On appeal, the Third Circuit disagreed, and reversed the trial court's ruling on this issue. Specifically, the Court rejected the trial court's reasoning that "commuting to and from work falls outside the work environment," holding that "the reach of the ADA is not so limited." Rather, the Court noted that the ADA specifically defines the term "reasonable accomodation," to include "modified work schedules" - the exact type of accomodation requested by employee in this instance. Contrary to the trial court's determination, the Third Circuit held, as a matter of law, that "under certain circumstances the ADA can obligate an employer to accomodate an employee's disability-related difficulties in getting to work, if reasonable.
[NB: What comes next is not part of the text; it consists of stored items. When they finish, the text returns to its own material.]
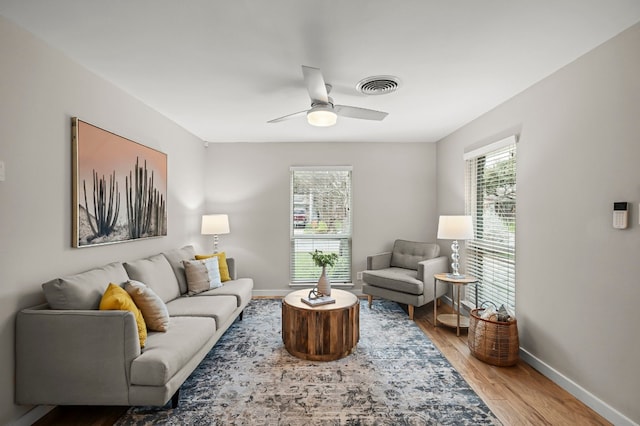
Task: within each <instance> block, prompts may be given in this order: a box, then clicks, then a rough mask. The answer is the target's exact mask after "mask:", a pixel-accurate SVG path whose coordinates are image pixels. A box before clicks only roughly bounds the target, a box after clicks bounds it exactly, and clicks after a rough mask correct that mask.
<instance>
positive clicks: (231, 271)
mask: <svg viewBox="0 0 640 426" xmlns="http://www.w3.org/2000/svg"><path fill="white" fill-rule="evenodd" d="M227 266H228V267H229V277H231V279H232V280H236V279H238V277H237V272H236V260H235V259H234V258H233V257H227Z"/></svg>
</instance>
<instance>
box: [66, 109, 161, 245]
mask: <svg viewBox="0 0 640 426" xmlns="http://www.w3.org/2000/svg"><path fill="white" fill-rule="evenodd" d="M71 135H72V144H73V149H72V156H73V158H72V168H73V177H72V182H73V183H72V184H73V209H72V211H73V226H72V228H73V235H72V237H71V241H72V245H73V247H90V246H96V245H103V244H113V243H121V242H125V241H131V240H136V239H140V238H151V237H160V236H164V235H167V204H166V200H167V154H164V153H162V152H160V151H156V150H155V149H152V148H149V147H147V146H144V145H141V144H139V143H137V142H134V141H131V140H129V139H126V138H123V137H122V136H118V135H116V134H114V133H111V132H109V131H106V130H103V129H101V128H99V127H96V126H94V125H92V124H89V123H86V122H84V121H82V120H79V119H78V118H77V117H73V118H72V119H71Z"/></svg>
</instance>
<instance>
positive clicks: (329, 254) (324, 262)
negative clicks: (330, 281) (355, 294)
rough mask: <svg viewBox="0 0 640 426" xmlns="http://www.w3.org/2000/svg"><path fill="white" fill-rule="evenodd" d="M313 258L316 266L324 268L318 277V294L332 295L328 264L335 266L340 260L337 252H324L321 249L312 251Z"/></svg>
mask: <svg viewBox="0 0 640 426" xmlns="http://www.w3.org/2000/svg"><path fill="white" fill-rule="evenodd" d="M311 258H312V259H313V263H314V264H315V265H316V266H319V267H321V268H322V274H321V275H320V279H318V287H317V293H318V296H331V282H329V279H328V278H327V266H331V267H334V266H335V265H336V263H337V262H338V254H337V253H323V252H322V251H321V250H317V249H316V250H314V251H313V252H311Z"/></svg>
One such circumstance is when the requested accomodation is a change to a workplace condition that is entirely within an employer's control and that would allow the employee to get to work and perform her job."
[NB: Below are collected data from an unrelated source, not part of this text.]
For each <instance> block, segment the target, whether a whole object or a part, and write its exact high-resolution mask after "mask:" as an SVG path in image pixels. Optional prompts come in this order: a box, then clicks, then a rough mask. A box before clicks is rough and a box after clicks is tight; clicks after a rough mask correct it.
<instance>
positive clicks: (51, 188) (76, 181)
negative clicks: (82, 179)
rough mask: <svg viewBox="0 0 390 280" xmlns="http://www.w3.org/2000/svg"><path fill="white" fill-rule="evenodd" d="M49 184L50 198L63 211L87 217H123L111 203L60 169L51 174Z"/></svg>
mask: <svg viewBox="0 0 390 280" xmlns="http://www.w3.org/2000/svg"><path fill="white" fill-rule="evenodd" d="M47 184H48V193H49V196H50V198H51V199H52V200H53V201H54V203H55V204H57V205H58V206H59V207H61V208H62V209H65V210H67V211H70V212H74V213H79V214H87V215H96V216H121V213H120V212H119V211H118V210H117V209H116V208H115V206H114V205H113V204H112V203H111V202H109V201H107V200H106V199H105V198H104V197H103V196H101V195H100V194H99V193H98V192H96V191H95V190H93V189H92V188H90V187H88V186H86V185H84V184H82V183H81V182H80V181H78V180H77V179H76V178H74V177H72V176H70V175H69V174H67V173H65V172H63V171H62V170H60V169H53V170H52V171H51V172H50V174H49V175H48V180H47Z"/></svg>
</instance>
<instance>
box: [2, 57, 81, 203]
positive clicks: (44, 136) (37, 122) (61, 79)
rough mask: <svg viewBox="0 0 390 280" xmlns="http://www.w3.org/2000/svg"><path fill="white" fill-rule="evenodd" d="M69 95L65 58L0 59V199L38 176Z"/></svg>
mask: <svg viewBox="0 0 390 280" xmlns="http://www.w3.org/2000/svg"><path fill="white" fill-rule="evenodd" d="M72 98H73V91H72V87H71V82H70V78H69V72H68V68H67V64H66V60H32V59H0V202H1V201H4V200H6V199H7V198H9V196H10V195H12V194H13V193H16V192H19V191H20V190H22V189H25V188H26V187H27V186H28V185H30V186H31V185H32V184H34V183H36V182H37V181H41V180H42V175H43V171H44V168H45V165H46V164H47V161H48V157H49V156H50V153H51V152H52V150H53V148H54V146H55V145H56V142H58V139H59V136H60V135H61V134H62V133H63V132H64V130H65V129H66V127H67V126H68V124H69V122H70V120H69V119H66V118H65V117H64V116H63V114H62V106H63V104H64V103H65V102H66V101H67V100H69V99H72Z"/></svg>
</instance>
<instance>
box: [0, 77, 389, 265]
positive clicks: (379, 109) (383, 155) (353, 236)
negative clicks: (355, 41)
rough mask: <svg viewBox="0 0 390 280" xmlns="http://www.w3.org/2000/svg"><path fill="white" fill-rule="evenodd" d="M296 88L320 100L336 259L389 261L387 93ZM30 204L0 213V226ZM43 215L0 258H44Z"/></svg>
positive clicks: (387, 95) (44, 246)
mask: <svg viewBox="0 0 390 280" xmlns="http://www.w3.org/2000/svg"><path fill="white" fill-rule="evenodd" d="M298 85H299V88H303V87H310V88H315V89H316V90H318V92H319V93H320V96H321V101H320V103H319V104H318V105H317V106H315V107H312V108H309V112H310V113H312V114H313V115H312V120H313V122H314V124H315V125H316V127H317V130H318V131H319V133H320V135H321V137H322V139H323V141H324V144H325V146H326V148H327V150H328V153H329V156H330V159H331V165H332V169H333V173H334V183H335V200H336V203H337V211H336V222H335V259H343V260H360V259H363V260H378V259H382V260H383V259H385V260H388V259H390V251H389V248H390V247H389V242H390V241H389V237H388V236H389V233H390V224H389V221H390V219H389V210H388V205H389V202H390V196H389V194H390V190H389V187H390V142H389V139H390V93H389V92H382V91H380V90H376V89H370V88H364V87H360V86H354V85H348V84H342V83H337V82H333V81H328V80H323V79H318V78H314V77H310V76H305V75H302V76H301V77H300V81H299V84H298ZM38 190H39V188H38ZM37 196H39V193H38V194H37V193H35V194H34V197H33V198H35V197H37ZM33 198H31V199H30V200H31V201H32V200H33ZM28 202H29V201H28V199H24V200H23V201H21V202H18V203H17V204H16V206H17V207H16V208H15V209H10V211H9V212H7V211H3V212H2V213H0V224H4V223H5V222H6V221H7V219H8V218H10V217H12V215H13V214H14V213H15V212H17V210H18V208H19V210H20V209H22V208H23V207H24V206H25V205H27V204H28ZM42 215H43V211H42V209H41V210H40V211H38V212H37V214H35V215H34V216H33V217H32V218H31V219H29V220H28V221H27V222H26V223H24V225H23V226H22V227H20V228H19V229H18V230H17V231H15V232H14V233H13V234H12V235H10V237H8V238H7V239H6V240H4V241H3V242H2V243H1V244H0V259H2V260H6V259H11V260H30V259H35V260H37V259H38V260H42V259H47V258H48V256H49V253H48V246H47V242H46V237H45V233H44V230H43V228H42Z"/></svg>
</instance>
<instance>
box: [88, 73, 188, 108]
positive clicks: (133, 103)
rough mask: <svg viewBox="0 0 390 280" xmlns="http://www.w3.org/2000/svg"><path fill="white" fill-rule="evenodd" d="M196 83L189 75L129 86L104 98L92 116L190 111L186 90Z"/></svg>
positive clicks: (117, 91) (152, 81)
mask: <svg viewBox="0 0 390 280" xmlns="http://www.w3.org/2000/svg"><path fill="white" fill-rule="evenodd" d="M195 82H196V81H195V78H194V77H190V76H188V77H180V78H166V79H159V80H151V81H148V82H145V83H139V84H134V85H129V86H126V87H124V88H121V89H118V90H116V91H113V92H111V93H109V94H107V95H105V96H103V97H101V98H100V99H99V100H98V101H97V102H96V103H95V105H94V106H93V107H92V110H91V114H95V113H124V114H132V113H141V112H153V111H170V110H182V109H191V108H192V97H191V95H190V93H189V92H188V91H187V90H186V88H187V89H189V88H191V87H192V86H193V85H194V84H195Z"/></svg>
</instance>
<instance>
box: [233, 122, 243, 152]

The Court cautioned, however that "our holding does not make employers responsible for how an employee gets to work," but noted that, in this instance, the employee was not asking for help in getting to or from work - rather, she was only requesting a shift-change that would ease her ability commute.
Wednesday, April 7, 2010
EEOC Cautions Against Use of Credit Checks To Screen Job Applicants
In March, the Equal Employment Opportunity Commission released a legal opinion letter on its website cautioning that the use of credit checks by employers to screen job applicants could be unlawful under federal discrimination laws, if the use of credit checks results in a disproportionate exclusion of women or minority candidates for consideration of employment. The use of credit checks would only be permissible under those circumstances if the employer is able to demonstrate that the credit check process is needed for the employer to operate safely and efficiently. But, as the opinion letter also points out, at least one EEOC attorney has already testified that credit checks have not been shown to be a valid measure of job performance.